The ABS recommends that Senate ballots should be assured at the following rate:
• 1 in 3,000 ballots in New South Wales and Victoria;
• 1 in 2,500 ballots in Queensland;
• 1 in 1,250 ballots in Western Australia;
• 1 in 1,000 ballots in South Australia;
• 1 in 350 ballots in Tasmania;
• 1 in 300 ballots in Australian Capital Territory;
• 1 in 120 ballots in Northern Territory.

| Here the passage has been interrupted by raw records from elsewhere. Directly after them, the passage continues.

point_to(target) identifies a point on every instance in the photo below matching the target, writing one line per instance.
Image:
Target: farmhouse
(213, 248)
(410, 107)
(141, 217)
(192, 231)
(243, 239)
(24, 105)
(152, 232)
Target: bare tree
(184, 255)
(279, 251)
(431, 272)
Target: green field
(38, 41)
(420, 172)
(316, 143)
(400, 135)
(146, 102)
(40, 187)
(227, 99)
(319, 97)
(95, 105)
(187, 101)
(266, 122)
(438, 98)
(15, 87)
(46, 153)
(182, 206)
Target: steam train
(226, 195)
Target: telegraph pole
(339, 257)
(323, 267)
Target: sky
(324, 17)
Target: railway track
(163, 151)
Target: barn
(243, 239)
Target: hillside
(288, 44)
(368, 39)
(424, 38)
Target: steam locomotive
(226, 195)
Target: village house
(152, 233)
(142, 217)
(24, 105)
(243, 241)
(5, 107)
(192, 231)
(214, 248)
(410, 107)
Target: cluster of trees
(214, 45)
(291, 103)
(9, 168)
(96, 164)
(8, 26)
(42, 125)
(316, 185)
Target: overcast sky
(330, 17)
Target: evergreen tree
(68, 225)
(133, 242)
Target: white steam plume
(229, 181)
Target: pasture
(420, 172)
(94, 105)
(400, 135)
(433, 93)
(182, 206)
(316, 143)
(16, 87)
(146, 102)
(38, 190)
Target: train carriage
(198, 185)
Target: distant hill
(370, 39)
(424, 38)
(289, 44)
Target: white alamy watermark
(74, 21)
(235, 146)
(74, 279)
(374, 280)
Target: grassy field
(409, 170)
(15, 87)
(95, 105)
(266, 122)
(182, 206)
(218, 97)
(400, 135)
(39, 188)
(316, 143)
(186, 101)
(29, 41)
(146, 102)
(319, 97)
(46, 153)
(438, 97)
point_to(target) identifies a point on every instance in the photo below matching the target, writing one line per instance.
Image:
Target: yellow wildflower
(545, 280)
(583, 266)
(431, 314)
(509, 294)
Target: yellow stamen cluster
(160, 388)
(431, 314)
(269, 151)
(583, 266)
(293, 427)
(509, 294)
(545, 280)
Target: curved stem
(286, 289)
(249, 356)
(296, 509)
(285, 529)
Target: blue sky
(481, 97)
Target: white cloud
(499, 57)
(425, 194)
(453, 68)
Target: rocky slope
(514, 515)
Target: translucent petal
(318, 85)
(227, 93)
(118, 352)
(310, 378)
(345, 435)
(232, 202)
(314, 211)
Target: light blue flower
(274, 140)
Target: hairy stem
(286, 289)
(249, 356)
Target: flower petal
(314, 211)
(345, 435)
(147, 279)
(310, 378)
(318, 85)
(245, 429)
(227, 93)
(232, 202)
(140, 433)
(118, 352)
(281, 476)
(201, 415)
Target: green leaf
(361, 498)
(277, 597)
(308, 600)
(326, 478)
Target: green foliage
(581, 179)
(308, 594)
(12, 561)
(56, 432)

Based on these rates, it is estimated that 9,895 ballots will be assured nationally for the 2021/22
Senate election. A state breakdown is provided i
n Table 1:
This assurance approach will provide a high level of confidence in confirming that the national
error rate and error rates in each of the states and territories is low.
In comparison with the internal AEC assurance approach implemented in 2019, the proposed
allocation delivers a higher confidence in the national error rate, while requiring fewer ballots to
be assured. The proposed approach also allows ballot assurance to be undertaken while
processing. This is helpful to speed up the assurance.
Background
The Senate assurance process implements two stages of ballot testing. The first stage of testing
checks that the scanned image matches the physical ballot paper. The second stage checks that
the scanned image of the ballot paper matches the extracted data file, i.e. that the preferences
from the scanned image match the datafile that is used to run the preference allocation process.
An assurance of the 2019 Senate election found
no errors during the first stage at ballot testing.
The national estimate of the proportion of errors during the second stage of ballot testing is
0.45%. The calculation of the national error rate is discussed here.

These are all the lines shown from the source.